Joyce, it seems, has fallen prey to this. I’m sure he’d be happy to launch into a critique of uneven wealth distribution in the US, but squirms when I critique it in Vietnam, a country I have lived in for more than a year.
I wonder what he’d say if Obama routinely locked away bloggers or pamphleteers calling for freedom of speech? Or, if dissenting websites and social networks were blocked by an internet firewall? Or, if all unions were government-controlled? Or, if there was no freedom of the press? Or, if all street protests were illegal
Or, am I just being a “cultural imperialist?”
Still At It
Back in the 1960s, when I was young, I lived in Detroit and would read your newspaper. I got it at a head shop, The Mouse House, on Grand River Avenue. My mother would complain, “I don’t want you reading that newspaper where they call the police pigs.”

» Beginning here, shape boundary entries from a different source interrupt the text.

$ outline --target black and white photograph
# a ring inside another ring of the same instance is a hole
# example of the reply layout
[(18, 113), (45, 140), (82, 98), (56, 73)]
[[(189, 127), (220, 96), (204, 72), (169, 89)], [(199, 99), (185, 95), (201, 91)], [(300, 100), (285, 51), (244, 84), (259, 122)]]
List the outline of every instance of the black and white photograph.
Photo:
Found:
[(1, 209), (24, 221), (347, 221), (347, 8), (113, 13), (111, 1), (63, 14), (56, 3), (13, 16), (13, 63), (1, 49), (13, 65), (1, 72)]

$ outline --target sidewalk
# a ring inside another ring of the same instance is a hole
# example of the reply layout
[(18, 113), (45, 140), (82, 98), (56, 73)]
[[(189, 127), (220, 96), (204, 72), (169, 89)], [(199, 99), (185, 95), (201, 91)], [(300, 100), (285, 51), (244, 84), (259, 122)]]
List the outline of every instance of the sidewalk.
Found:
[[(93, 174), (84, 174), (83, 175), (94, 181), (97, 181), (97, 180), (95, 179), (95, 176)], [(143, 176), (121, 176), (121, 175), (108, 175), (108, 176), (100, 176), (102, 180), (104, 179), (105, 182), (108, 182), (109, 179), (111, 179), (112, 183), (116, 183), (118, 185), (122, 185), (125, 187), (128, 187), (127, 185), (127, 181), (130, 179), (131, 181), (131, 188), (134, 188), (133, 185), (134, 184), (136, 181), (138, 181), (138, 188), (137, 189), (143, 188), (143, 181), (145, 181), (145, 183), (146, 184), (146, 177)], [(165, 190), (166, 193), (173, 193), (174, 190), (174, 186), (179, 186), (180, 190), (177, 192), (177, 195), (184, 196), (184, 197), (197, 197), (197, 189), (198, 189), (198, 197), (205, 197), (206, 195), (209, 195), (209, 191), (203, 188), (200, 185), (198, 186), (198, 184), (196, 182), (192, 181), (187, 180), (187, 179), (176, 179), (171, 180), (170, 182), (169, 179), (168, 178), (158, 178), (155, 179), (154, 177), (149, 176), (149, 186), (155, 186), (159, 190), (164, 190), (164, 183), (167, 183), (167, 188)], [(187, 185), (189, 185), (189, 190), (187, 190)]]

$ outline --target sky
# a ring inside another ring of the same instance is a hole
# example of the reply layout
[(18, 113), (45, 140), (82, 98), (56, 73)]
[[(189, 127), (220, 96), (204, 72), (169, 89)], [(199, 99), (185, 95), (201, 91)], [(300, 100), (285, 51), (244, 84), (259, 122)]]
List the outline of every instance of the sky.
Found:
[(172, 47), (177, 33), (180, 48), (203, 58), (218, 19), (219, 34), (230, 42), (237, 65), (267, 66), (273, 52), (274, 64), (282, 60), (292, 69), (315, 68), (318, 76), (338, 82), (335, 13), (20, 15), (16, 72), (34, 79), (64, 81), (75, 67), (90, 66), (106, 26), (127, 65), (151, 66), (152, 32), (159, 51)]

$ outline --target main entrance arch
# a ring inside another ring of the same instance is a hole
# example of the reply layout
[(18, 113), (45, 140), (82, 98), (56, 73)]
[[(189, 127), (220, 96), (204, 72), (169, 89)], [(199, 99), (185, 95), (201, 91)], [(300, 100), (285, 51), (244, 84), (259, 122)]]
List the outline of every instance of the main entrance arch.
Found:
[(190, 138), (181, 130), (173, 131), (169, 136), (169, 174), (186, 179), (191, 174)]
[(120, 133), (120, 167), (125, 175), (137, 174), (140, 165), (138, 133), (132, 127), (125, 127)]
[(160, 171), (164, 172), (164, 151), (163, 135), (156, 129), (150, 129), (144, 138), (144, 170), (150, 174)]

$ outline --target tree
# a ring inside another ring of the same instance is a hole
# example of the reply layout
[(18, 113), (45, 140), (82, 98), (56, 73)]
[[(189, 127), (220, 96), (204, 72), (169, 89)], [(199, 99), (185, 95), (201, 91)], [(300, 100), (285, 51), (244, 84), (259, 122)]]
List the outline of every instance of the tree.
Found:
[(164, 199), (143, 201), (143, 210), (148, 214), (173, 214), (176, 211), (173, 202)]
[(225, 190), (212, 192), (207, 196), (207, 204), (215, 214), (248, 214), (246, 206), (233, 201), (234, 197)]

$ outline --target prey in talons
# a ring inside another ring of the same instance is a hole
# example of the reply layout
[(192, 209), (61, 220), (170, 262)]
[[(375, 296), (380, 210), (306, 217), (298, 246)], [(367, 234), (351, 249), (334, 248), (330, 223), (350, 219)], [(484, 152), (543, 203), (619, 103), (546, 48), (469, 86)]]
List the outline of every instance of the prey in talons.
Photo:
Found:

I am happy to see the Fifth Estate still exists today. As a supposedly free society, America needs to have alternative opinions and perspectives publicized.
A Fifth Estate Friend,
Houston, Texas
War Woop re: Skool
“Skool Sucks!” is the war-woop of the pupiletariat! Bruce Levine is dead on when he writes about attention deficit hyperactivity disorder (ADHD) and Oppositional Defiant Disorder (ODD) being leveled at rebel students. [See Winter 2012, “Anti-Authoritarian Personalities and Standard Schools.”] I would’ve been diagnosed with both as I scathingly, violently hated skool and acted on it.
A relative who is a teacher (and as dumb as an empty can of paint, i.e., she/he can’t think independently) told me, “Oh yes, you have ODD, the book says so,” after I related this story:
When I was forcibly whisked away from play when I was a child and dumped into kindergarten, we were forced to color a couple walking
Teach says, “Now, students, use the right colors and color inside the lines.”
I was furious at being told what to do, so I took a purple crayon and scribbled all over the page. I smartly, rationally acted against a dumb teacher, a dumb assignment and being forced into a jailish class.
Well, that led to my poor parents being called into school for a conference to see if I was OK. Luckily, there were no pills back then to control me. But teach did degrade and punish me. ODD is totalitarian and not even psychology pseudo-science. It’s not science at all; it’s pure politics.
Christ, I was only a 6 year old child. I did my sentence of standard schooling and things only got worse and more irrational, hateful and violent. I’ll never forgive. And, I’ll never forget.
I’ll never respect the many radicals, even anarchists, that teach in standard schools thinking they’ll “make a difference.” Just stay away, motherfuckers.